This Sunday, the 8th of April, AT&T will start selling the Nokia Lumia 900 for just $99 with a 2 year contract. Design wise, it’s the Lumia 800, which itself is based on the Nokia N9, but with a 4.3 inch screen. Under the hood there’s a 4G LTE modem, but other than that … there’s nothing that makes this phone special. Consider this: The Nokia N9 was announced on June 21, 2011. That means that the Lumia 900 is using a design that for all intents and purposes is “old”. But forget about the design, I want to talk about software, and more importantly timing.
Windows 8, not Windows Phone 8, but Windows 8, the next version of Microsoft’s desktop operating system, is going to hit the market in October. The marketing campaign that’ll be behind it is going to be enormous, possibly several orders of magnitude more intense than whatever AT&T and Nokia are planning to do to promote the Lumia 900. Why is this important? Because people will see Windows 8, then they’ll see Windows Phone, and they’ll get it. They’ll see that the smartphone sitting on AT&T’s shelf has a connection to the computer that’s being advertised on TV.
And then there’s Windows Phone 8, codenamed Apollo. Rumor has it that it’s going to be announced in Q4 of this year and that devices running it will also be released during the same quarter. Assuming it’s going to be released during the same month as Windows 8, meaning October, that’s just half a year away.
You’re telling me that Nokia couldn’t have waited six months to release a device that not only runs the next generation of Windows Phone, but also has the hardware specifications to compete with the latest and greatest Android devices? Yes, I know Windows Phone runs perfectly well on a single core processor with half a gigabyte of RAM, but most people compare numbers. Quad core is better than dual core, dual core is better than single core. It’s sad that marketing people have made the masses believe this, but it’s the reality we have to deal with.

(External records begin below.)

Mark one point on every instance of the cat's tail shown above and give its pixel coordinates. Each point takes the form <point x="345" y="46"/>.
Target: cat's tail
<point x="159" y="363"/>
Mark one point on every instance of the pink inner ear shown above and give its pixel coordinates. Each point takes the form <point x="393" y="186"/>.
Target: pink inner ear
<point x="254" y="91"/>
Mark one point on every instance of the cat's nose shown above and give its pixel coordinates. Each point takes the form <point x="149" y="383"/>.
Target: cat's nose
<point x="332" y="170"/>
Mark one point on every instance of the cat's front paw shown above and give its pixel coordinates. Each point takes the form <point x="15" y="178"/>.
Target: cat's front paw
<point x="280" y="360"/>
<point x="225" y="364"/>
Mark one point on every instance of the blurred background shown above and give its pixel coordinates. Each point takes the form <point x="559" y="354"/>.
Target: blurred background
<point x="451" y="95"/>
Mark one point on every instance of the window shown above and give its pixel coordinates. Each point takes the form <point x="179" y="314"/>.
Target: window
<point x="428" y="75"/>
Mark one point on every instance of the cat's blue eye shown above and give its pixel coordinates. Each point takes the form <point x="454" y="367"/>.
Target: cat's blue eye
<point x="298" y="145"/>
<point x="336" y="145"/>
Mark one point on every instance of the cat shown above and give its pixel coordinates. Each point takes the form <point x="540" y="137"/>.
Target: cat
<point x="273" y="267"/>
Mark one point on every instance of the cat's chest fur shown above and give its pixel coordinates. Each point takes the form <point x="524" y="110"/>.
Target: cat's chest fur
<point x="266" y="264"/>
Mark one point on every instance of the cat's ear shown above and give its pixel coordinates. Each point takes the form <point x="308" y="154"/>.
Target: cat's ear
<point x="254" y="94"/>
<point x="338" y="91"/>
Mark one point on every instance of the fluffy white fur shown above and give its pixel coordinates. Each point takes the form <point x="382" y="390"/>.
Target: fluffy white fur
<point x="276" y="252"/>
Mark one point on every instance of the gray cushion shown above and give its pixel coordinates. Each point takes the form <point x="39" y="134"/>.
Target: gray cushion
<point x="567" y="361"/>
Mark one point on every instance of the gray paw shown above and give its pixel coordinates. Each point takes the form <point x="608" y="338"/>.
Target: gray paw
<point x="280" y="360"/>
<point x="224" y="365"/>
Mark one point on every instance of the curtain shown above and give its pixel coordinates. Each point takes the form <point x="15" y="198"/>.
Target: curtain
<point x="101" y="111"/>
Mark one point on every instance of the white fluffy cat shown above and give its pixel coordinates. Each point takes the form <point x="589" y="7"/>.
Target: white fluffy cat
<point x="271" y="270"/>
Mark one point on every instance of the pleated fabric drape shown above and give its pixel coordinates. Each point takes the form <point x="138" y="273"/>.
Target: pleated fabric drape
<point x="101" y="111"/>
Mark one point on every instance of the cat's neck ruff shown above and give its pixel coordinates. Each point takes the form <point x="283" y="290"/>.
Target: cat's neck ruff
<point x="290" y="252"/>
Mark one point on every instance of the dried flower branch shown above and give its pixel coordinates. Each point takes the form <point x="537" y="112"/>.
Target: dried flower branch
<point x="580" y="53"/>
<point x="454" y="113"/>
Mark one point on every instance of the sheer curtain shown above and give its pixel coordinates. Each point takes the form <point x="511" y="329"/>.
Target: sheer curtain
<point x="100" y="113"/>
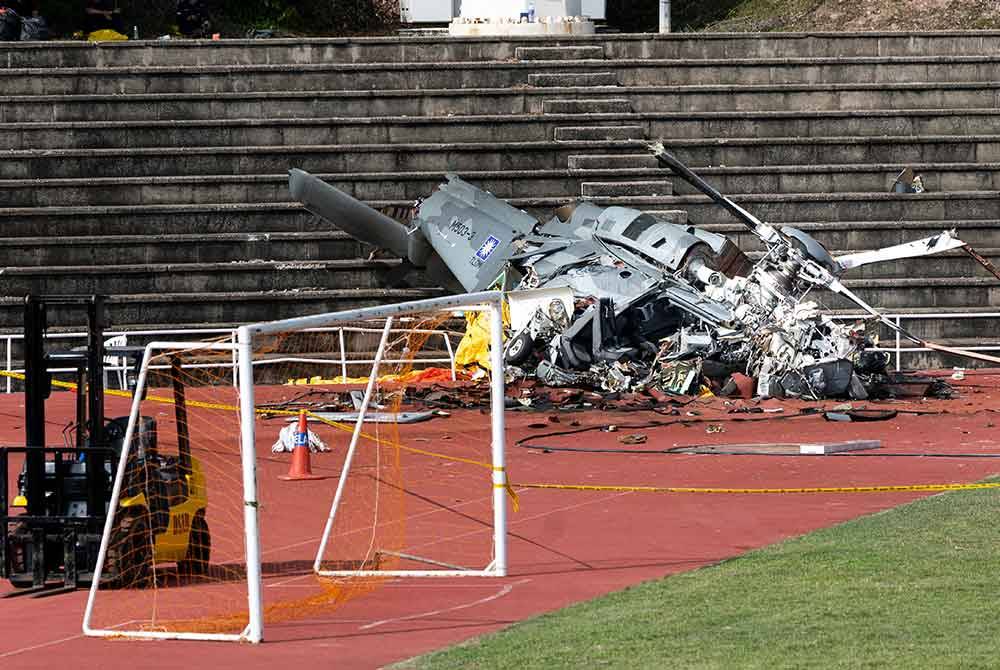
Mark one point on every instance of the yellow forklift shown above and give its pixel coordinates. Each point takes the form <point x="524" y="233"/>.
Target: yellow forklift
<point x="52" y="545"/>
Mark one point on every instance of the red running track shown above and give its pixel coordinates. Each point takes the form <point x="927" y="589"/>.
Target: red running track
<point x="565" y="546"/>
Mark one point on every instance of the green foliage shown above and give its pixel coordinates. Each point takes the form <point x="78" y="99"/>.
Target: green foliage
<point x="234" y="17"/>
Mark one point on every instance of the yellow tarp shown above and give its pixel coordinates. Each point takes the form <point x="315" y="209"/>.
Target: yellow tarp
<point x="474" y="349"/>
<point x="106" y="35"/>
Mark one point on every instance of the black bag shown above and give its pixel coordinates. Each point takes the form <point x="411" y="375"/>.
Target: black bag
<point x="10" y="25"/>
<point x="34" y="29"/>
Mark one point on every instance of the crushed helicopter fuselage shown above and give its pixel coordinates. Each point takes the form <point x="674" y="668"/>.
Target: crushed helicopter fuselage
<point x="618" y="299"/>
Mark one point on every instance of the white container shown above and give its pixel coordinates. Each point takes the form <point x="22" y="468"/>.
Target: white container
<point x="557" y="8"/>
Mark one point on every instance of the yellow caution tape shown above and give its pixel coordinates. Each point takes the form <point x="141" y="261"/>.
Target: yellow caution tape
<point x="810" y="489"/>
<point x="509" y="487"/>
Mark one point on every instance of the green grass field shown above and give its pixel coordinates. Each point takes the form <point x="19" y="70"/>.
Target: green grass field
<point x="913" y="587"/>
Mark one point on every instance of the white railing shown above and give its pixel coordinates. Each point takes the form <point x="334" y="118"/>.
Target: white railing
<point x="344" y="361"/>
<point x="898" y="349"/>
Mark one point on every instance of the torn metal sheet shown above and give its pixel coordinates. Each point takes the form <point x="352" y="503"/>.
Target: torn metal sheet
<point x="371" y="417"/>
<point x="813" y="448"/>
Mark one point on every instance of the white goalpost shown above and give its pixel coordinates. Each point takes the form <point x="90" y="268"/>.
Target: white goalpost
<point x="233" y="423"/>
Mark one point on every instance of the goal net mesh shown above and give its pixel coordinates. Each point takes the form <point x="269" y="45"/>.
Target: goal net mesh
<point x="417" y="496"/>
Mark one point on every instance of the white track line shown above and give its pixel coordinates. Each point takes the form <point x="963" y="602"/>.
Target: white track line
<point x="499" y="594"/>
<point x="55" y="642"/>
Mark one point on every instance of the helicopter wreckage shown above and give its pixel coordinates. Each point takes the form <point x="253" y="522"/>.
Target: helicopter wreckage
<point x="618" y="299"/>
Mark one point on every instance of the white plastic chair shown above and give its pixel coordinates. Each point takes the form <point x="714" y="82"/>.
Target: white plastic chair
<point x="117" y="363"/>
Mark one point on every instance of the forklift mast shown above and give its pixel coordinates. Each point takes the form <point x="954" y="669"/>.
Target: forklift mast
<point x="38" y="385"/>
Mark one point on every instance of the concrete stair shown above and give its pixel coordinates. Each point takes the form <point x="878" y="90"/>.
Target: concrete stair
<point x="156" y="171"/>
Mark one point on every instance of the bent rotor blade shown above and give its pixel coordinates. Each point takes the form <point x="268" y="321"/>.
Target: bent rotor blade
<point x="758" y="227"/>
<point x="936" y="244"/>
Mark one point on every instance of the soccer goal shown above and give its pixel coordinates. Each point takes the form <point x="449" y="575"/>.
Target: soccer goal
<point x="217" y="527"/>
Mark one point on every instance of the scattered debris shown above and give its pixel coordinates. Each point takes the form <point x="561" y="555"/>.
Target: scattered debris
<point x="861" y="415"/>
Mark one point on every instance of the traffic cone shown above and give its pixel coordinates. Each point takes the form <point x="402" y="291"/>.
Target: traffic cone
<point x="301" y="467"/>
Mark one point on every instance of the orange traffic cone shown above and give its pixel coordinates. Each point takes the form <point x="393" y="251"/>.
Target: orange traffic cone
<point x="301" y="467"/>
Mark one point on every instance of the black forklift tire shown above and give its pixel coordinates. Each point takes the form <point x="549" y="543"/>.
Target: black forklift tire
<point x="130" y="553"/>
<point x="199" y="552"/>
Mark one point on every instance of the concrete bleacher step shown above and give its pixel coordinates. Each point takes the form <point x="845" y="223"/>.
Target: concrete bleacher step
<point x="589" y="52"/>
<point x="591" y="133"/>
<point x="395" y="185"/>
<point x="401" y="186"/>
<point x="173" y="248"/>
<point x="688" y="72"/>
<point x="943" y="292"/>
<point x="980" y="233"/>
<point x="299" y="50"/>
<point x="494" y="128"/>
<point x="626" y="188"/>
<point x="480" y="99"/>
<point x="209" y="160"/>
<point x="827" y="207"/>
<point x="751" y="151"/>
<point x="954" y="263"/>
<point x="584" y="106"/>
<point x="198" y="277"/>
<point x="301" y="131"/>
<point x="975" y="214"/>
<point x="561" y="79"/>
<point x="611" y="161"/>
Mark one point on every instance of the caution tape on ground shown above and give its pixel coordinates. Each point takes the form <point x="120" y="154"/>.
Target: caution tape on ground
<point x="510" y="487"/>
<point x="264" y="411"/>
<point x="807" y="489"/>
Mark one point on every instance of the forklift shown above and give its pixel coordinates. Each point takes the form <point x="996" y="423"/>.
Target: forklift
<point x="52" y="546"/>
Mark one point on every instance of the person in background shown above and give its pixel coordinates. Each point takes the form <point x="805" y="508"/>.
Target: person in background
<point x="103" y="15"/>
<point x="193" y="18"/>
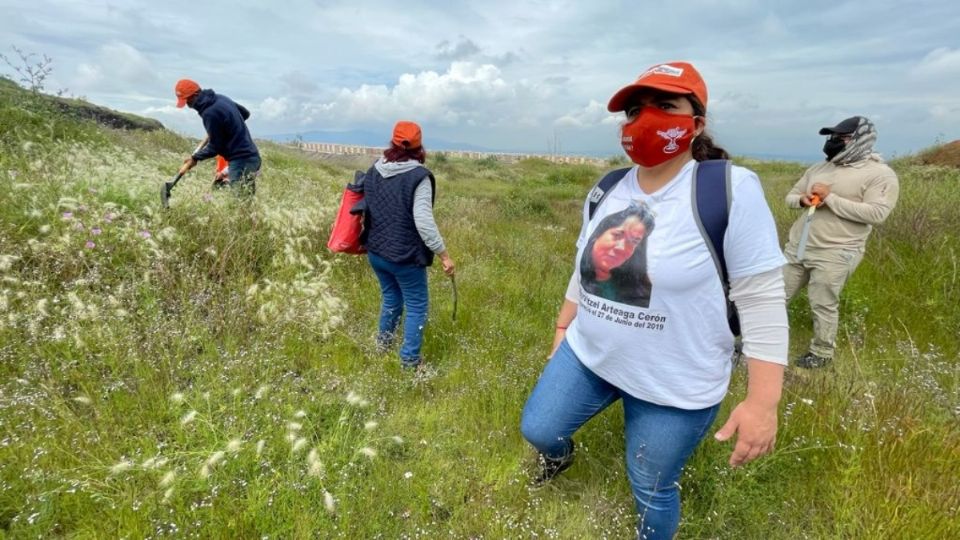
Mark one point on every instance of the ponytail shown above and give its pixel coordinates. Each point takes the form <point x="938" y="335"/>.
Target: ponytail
<point x="704" y="148"/>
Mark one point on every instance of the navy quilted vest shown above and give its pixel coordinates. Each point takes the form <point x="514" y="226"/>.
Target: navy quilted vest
<point x="390" y="231"/>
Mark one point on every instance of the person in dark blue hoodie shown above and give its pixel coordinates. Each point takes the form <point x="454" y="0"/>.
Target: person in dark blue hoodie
<point x="227" y="134"/>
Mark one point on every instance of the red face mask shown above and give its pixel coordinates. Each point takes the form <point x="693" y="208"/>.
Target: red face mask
<point x="656" y="136"/>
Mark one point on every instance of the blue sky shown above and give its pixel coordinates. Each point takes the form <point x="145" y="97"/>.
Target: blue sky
<point x="513" y="75"/>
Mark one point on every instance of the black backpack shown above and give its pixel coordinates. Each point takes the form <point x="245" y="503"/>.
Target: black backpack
<point x="712" y="196"/>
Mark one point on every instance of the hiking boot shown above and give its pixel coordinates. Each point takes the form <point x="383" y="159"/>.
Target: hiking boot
<point x="551" y="467"/>
<point x="812" y="361"/>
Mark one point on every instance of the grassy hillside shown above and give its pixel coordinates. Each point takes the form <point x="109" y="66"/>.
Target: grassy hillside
<point x="210" y="370"/>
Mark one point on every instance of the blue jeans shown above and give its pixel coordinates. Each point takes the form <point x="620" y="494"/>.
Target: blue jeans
<point x="243" y="174"/>
<point x="404" y="286"/>
<point x="659" y="439"/>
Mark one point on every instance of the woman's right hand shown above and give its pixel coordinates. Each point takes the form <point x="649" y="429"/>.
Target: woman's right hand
<point x="447" y="262"/>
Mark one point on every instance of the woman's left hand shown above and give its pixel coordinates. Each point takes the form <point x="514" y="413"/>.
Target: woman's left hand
<point x="756" y="427"/>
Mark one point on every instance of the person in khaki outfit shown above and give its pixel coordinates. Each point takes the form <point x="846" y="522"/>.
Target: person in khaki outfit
<point x="853" y="190"/>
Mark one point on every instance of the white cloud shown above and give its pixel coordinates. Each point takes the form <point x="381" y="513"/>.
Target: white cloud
<point x="592" y="115"/>
<point x="942" y="61"/>
<point x="273" y="109"/>
<point x="508" y="73"/>
<point x="116" y="65"/>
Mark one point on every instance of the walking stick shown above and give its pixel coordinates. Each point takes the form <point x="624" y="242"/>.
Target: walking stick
<point x="453" y="282"/>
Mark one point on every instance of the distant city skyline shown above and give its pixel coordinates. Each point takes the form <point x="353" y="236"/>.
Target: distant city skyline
<point x="528" y="76"/>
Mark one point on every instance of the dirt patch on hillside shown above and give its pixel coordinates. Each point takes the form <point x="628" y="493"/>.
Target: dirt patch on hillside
<point x="947" y="155"/>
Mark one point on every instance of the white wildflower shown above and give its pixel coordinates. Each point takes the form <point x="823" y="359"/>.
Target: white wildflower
<point x="298" y="445"/>
<point x="168" y="479"/>
<point x="120" y="467"/>
<point x="6" y="262"/>
<point x="215" y="458"/>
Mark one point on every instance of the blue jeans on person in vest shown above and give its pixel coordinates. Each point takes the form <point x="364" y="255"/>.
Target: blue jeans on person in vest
<point x="659" y="439"/>
<point x="404" y="286"/>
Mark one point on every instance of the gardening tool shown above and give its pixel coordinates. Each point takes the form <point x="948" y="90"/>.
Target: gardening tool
<point x="167" y="187"/>
<point x="453" y="282"/>
<point x="805" y="233"/>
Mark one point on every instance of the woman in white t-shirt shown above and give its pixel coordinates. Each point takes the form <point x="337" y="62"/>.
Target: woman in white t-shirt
<point x="665" y="349"/>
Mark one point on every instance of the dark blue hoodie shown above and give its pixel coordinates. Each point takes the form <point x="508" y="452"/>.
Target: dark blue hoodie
<point x="224" y="121"/>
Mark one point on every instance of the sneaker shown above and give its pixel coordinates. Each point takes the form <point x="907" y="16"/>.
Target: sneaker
<point x="411" y="363"/>
<point x="551" y="467"/>
<point x="812" y="361"/>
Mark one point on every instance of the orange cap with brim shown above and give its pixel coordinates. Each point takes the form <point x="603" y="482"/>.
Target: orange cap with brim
<point x="674" y="77"/>
<point x="407" y="134"/>
<point x="185" y="89"/>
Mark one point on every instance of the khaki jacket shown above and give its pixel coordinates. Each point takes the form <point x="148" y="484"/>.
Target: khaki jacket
<point x="862" y="194"/>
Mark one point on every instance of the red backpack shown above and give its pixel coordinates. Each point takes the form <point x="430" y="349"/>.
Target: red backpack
<point x="345" y="235"/>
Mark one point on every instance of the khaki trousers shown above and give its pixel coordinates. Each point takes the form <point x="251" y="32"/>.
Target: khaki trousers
<point x="824" y="272"/>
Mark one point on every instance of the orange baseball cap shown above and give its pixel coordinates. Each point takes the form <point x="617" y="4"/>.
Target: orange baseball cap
<point x="407" y="134"/>
<point x="674" y="77"/>
<point x="185" y="89"/>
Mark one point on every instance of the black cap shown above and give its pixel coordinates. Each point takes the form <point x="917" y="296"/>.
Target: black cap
<point x="847" y="126"/>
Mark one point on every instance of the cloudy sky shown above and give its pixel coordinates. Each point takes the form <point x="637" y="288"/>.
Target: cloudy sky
<point x="512" y="75"/>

Also, there’s an extremely high likelihood that today’s Windows Phones, as in every Windows Phone currently on the market, will not get updated to Windows Phone 8. Why? Because Windows Phone 8 will be based on a completely new kernel. This hasn’t been confirmed officially, but sources I’ve spoken to have said that this will indeed be the case.
So is it worth it for Nokia to release a smartphone today that uses a year old design and will be obsolete in just six months? In Europe and Asia, sure, why not, but in America? No. People will get the Lumia 900, they’ll realize Windows Phone Mango isn’t quite up to snuff, and they’ll promise themselves that they will never buy another Windows Phone.